Hello,
In the following simple kernel, each column (i) is subtracted from column (i+1).
Then ABS2 of the result is written to destination.
The code works fine on matrix with 12800 rows, 40 columns.
I checked data at start of destination and at the end of the destination. All data is correct.
Should I run: cudaDeviceSynchronize () after such kernel ?
I checked the elapsed time with and without cudaDeviceSynchronize .
With cudaDeviceSynchronize , the time is much longer.
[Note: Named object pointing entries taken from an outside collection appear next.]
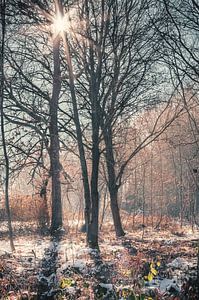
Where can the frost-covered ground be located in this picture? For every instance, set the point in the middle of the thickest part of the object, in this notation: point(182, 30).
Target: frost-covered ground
point(150, 264)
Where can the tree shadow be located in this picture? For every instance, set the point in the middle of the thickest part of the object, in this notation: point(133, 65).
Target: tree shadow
point(128, 245)
point(101, 277)
point(48, 281)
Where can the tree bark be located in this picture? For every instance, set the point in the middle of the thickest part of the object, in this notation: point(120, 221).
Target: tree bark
point(56, 221)
point(7, 167)
point(112, 184)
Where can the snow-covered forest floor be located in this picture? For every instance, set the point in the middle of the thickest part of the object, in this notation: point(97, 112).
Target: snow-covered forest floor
point(146, 264)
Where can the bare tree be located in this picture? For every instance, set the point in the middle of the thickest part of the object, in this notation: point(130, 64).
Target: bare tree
point(5, 153)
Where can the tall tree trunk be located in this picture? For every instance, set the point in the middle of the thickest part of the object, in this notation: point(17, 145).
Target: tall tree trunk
point(56, 221)
point(82, 156)
point(94, 225)
point(7, 167)
point(112, 184)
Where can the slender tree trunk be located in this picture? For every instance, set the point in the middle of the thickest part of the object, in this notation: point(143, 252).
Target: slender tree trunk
point(112, 184)
point(56, 221)
point(7, 167)
point(83, 163)
point(181, 187)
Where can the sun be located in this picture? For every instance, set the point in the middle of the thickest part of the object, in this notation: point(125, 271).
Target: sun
point(59, 24)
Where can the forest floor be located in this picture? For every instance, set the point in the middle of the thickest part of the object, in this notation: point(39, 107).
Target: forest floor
point(146, 264)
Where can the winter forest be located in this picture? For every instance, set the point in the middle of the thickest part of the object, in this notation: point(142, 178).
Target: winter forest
point(99, 149)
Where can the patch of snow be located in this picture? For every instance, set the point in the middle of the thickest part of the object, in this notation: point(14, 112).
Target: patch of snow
point(179, 263)
point(107, 286)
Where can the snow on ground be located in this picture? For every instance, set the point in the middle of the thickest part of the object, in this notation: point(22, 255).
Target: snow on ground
point(118, 265)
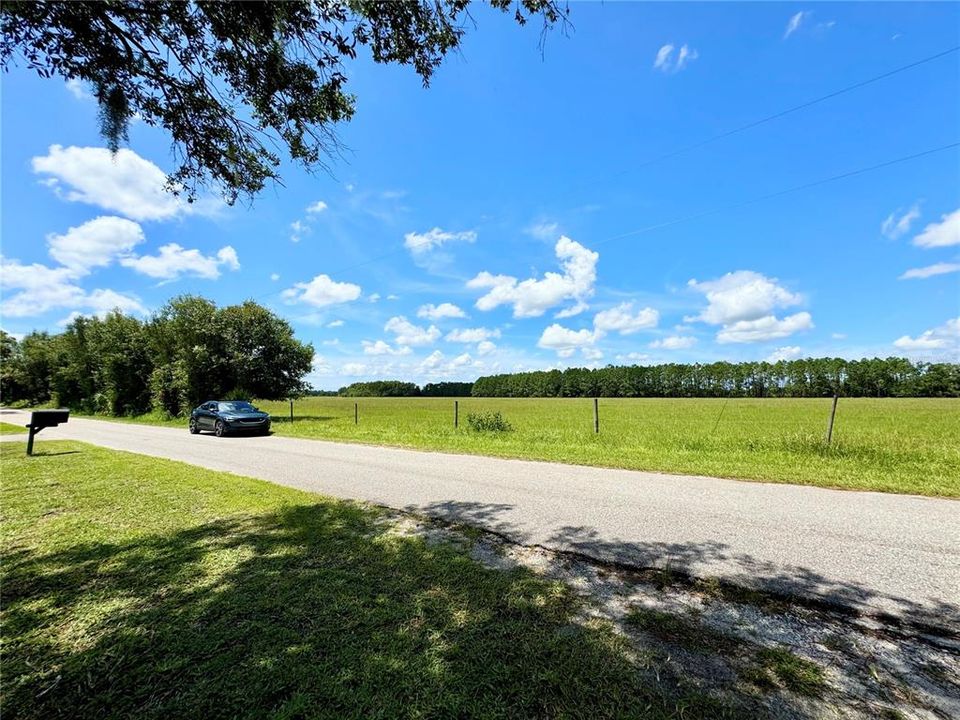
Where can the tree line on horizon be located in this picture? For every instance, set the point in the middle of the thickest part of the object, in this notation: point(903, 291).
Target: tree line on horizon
point(810, 377)
point(188, 352)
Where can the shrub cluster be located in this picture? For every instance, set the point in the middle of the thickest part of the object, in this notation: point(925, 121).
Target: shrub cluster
point(488, 422)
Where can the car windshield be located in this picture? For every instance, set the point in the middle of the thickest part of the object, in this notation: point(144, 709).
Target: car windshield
point(236, 406)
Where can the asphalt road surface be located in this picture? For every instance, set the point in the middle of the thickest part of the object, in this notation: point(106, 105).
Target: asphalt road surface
point(896, 554)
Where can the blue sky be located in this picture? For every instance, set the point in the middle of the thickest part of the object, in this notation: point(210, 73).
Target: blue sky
point(509, 216)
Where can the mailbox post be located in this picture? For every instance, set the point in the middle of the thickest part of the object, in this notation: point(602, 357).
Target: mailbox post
point(39, 419)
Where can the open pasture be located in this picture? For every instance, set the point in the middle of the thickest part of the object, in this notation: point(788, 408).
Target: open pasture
point(905, 445)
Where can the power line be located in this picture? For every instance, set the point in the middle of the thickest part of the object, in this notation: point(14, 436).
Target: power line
point(743, 203)
point(777, 115)
point(778, 193)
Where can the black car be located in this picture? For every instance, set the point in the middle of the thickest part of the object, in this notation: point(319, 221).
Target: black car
point(229, 416)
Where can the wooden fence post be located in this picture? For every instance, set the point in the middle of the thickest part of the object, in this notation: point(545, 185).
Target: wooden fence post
point(833, 412)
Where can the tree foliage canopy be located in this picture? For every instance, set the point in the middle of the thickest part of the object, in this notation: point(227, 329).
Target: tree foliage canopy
point(189, 352)
point(234, 82)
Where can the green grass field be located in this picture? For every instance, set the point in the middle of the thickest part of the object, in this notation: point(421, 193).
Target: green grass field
point(888, 445)
point(140, 587)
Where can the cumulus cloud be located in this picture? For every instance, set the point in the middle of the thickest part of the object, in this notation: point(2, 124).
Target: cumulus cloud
point(794, 23)
point(95, 243)
point(533, 297)
point(322, 291)
point(765, 328)
point(898, 223)
point(930, 271)
point(667, 61)
point(941, 234)
point(743, 303)
point(485, 348)
point(438, 312)
point(409, 334)
point(122, 182)
point(419, 243)
point(943, 341)
point(622, 319)
point(788, 352)
point(42, 289)
point(470, 335)
point(674, 342)
point(382, 348)
point(173, 262)
point(566, 341)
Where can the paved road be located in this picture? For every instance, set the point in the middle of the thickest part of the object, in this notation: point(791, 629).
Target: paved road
point(872, 551)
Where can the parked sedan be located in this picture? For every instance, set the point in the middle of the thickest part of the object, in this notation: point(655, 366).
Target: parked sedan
point(229, 416)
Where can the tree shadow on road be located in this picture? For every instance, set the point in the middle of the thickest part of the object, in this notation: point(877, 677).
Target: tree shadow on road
point(690, 559)
point(312, 611)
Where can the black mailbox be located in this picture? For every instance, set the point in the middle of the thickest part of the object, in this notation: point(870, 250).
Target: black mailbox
point(39, 419)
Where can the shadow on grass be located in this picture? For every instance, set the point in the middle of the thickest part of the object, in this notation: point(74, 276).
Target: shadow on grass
point(314, 611)
point(285, 419)
point(689, 559)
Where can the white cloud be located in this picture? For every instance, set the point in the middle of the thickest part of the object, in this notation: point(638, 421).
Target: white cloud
point(409, 334)
point(741, 295)
point(633, 357)
point(743, 304)
point(438, 312)
point(622, 319)
point(795, 22)
point(941, 234)
point(419, 243)
point(174, 261)
point(471, 335)
point(565, 341)
point(930, 271)
point(764, 328)
point(674, 342)
point(485, 348)
point(298, 230)
point(95, 243)
point(122, 182)
point(544, 230)
point(788, 352)
point(532, 297)
point(437, 365)
point(43, 288)
point(945, 339)
point(322, 291)
point(666, 61)
point(898, 223)
point(381, 348)
point(78, 89)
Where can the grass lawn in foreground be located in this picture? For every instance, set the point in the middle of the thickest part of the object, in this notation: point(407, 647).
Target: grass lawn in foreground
point(140, 587)
point(906, 445)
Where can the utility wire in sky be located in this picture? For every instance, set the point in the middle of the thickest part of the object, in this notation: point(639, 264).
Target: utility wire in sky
point(775, 116)
point(721, 208)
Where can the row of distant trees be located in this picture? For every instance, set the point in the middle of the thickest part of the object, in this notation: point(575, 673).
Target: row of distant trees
point(398, 388)
point(188, 352)
point(811, 377)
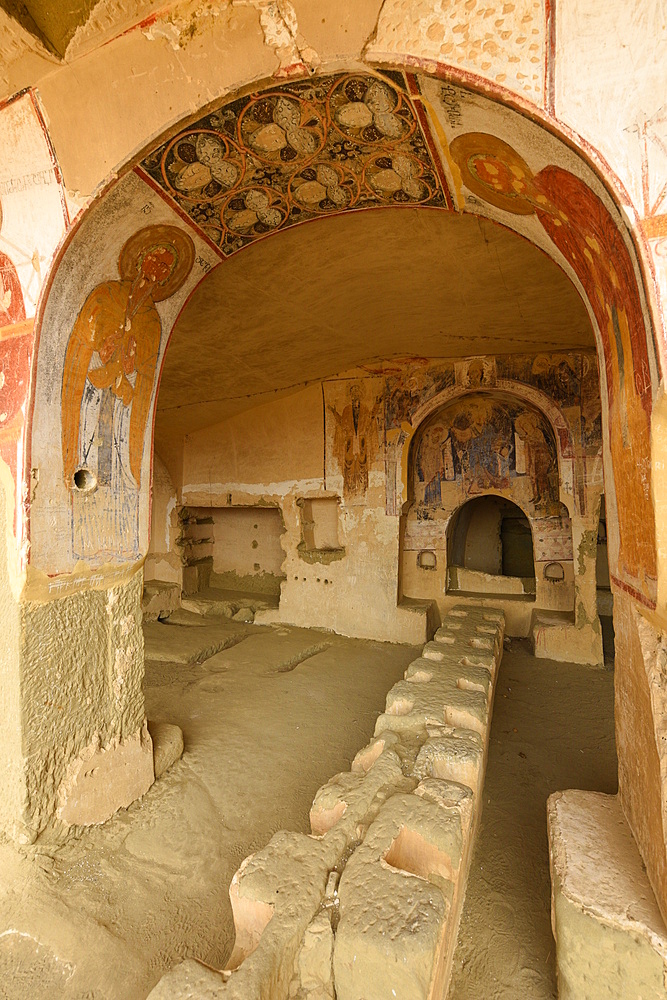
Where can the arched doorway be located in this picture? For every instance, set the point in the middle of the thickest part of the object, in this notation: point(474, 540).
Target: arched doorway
point(486, 514)
point(490, 537)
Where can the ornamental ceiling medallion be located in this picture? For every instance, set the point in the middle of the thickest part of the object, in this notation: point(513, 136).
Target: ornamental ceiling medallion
point(300, 151)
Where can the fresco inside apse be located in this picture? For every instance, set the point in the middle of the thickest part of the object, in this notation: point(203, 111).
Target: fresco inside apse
point(480, 443)
point(306, 149)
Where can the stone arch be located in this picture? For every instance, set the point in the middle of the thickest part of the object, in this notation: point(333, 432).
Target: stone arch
point(134, 214)
point(477, 541)
point(489, 443)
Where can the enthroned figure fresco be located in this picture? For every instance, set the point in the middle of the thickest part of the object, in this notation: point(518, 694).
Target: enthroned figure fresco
point(483, 442)
point(108, 381)
point(581, 227)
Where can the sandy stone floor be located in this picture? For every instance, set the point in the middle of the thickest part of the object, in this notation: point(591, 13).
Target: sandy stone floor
point(266, 721)
point(552, 729)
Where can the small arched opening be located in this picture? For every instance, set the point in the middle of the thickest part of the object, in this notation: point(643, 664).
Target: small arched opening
point(490, 548)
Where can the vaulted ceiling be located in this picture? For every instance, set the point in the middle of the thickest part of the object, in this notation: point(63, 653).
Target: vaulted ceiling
point(315, 300)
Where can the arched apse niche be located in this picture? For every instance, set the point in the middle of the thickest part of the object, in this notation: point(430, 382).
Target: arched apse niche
point(478, 457)
point(260, 163)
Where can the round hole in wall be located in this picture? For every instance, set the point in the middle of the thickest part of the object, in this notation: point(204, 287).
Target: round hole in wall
point(427, 559)
point(85, 481)
point(554, 572)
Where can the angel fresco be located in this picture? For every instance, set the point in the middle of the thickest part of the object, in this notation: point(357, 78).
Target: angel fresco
point(583, 230)
point(108, 380)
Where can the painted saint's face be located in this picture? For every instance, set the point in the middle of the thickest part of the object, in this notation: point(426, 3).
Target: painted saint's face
point(158, 264)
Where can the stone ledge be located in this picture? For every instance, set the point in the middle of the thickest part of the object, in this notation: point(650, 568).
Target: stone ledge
point(611, 941)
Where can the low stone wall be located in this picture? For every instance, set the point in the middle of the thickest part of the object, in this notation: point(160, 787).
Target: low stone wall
point(369, 903)
point(611, 940)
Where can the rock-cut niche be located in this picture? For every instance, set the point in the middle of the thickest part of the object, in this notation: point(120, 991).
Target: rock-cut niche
point(483, 477)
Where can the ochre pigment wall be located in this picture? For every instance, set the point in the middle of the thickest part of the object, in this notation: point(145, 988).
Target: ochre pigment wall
point(640, 781)
point(574, 72)
point(250, 449)
point(11, 755)
point(339, 439)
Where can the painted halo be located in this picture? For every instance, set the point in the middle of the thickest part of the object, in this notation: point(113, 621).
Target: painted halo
point(491, 169)
point(150, 238)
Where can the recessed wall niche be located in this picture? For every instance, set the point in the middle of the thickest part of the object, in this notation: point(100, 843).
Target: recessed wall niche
point(242, 546)
point(319, 529)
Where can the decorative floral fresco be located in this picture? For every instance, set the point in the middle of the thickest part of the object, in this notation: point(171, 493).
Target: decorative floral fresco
point(304, 150)
point(570, 379)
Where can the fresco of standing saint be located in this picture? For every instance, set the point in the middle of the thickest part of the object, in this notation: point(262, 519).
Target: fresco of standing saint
point(108, 380)
point(356, 440)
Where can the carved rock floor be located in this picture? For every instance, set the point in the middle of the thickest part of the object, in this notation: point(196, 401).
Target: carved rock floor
point(267, 719)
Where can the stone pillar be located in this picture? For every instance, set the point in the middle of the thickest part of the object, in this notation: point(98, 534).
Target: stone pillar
point(76, 745)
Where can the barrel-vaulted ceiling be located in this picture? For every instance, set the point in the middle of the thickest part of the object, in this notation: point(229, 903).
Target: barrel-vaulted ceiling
point(358, 286)
point(319, 299)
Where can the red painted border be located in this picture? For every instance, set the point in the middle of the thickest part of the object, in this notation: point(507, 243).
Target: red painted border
point(34, 97)
point(550, 57)
point(140, 172)
point(416, 102)
point(561, 132)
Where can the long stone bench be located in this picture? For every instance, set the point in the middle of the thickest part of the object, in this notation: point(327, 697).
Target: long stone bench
point(368, 905)
point(611, 941)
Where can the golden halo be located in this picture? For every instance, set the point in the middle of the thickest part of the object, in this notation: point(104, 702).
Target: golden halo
point(150, 238)
point(491, 169)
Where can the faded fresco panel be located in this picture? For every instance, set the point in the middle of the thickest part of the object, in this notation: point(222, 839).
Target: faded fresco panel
point(303, 150)
point(503, 42)
point(532, 184)
point(32, 214)
point(611, 81)
point(354, 437)
point(482, 443)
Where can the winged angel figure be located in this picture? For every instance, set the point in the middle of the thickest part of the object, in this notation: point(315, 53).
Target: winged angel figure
point(108, 380)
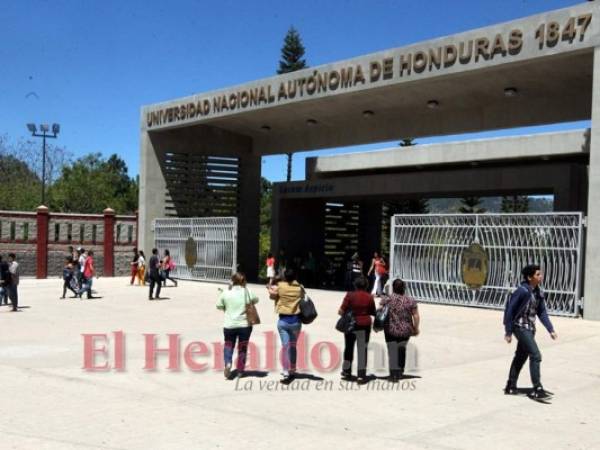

/**************************************************************************************/
__global__ void mat_col_sub_kernel (ComplexInt32 *pSrc, uint32_t *pDest, int Cols, int Rows)
{
uint32_t RowId = threadIdx.x + blockIdx.x * blockDim.x;
uint32_t ColId = threadIdx.y + blockIdx.y * blockDim.y;
if (ColId>0 && ColId<Cols && RowId<Rows)
{
unsigned int idx;
unsigned int idOut;
uint32_t Re,Im;
idx = RowId*Cols + ColId;
idOut = RowId*(Cols-1) + ColId-1;
Re = pSrc[idx].Re - pSrc[idx-1].Re;
Im = pSrc[idx].Im - pSrc[idx-1].Im;
pDest[idOut] = Re*Re+Im*Im;
}
}
/**************************************************************************************/
void mat_col_sub (ComplexInt32 *pSrc, uint32_t *pDest, int Cols, int Rows)
{
dim3 dimBlock(DIMX, DIMY);
dim3 dimGrid;
dimGrid.x = (Rows+ dimBlock.x - 1) / dimBlock.x;
dimGrid.y = (Cols+ dimBlock.y - 1) / dimBlock.y;
clock_gettime (CLOCK_REALTIME, &Before);
mat_col_sub_kernel <<<dimGrid, dimBlock>>> (pSrc, pDest, Cols, Rows);
clock_gettime (CLOCK_REALTIME, &After);
}
Thank you,
Zvika